Let A, B and C are the angles of a plain triangle and `tan(A/2)=1/3,tan(B/2)=2/3` .then `tan(C/2)` is equal to

To solve the problem, we need to find \( \tan\left(\frac{C}{2}\right) \) given that \( \tan\left(\frac{A}{2}\right) = \frac{1}{3} \) and \( \tan\left(\frac{B}{2}\right) = \frac{2}{3} \). ### Step-by-Step Solution: 1. **Use the Angle Sum Property**: We know that in a triangle, the sum of the angles is \( A + B + C = 180^\circ \).
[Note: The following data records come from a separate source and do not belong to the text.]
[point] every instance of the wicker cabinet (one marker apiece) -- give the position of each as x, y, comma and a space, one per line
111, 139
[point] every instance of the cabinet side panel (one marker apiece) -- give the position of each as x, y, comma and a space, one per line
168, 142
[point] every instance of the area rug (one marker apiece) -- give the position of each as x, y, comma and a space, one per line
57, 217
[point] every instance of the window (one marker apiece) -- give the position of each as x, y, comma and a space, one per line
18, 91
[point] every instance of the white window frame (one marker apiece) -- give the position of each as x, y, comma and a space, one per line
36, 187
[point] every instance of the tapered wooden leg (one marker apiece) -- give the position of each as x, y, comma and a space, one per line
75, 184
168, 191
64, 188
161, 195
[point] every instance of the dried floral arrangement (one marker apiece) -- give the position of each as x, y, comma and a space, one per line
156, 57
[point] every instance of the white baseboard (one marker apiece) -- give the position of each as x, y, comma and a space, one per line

Therefore, we can express \( C \) in terms of \( A \) and \( B \): \[ C = 180^\circ - (A + B) \] 2. **Divide by 2**: Dividing the equation by 2 gives us: \[ \frac{C}{2} = 90^\circ - \frac{A + B}{2} \] 3. **Use the Tangent Addition Formula**: We can use the tangent addition formula: \[ \tan\left(\frac{A + B}{2}\right) = \frac{\tan\left(\frac{A}{2}\right) + \tan\left(\frac{B}{2}\right)}{1 - \tan\left(\frac{A}{2}\right) \tan\left(\frac{B}{2}\right)} \] 4. **Substitute the Known Values**: Substitute \( \tan\left(\frac{A}{2}\right) = \frac{1}{3} \) and \( \tan\left(\frac{B}{2}\right) = \frac{2}{3} \): \[ \tan\left(\frac{A + B}{2}\right) = \frac{\frac{1}{3} + \frac{2}{3}}{1 - \left(\frac{1}{3} \cdot \frac{2}{3}\right)} \] 5. **Calculate the Numerator and Denominator**: The numerator is: \[ \frac{1}{3} + \frac{2}{3} = 1 \] The denominator is: \[ 1 - \left(\frac{1}{3} \cdot \frac{2}{3}\right) = 1 - \frac{2}{9} = \frac{7}{9} \] 6. **Combine the Results**: Now we can find \( \tan\left(\frac{A + B}{2}\right) \): \[ \tan\left(\frac{A + B}{2}\right) = \frac{1}{\frac{7}{9}} = \frac{9}{7} \] 7. **Relate to \( \tan\left(\frac{C}{2}\right) \)**: Since \( \frac{C}{2} = 90^\circ - \frac{A + B}{2} \), we have: \[ \tan\left(\frac{C}{2}\right) = \cot\left(\frac{A + B}{2}\right) = \frac{1}{\tan\left(\frac{A + B}{2}\right)} = \frac{1}{\frac{9}{7}} = \frac{7}{9} \] ### Final Answer: Thus, we find that: \[ \tan\left(\frac{C}{2}\right) = \frac{7}{9} \]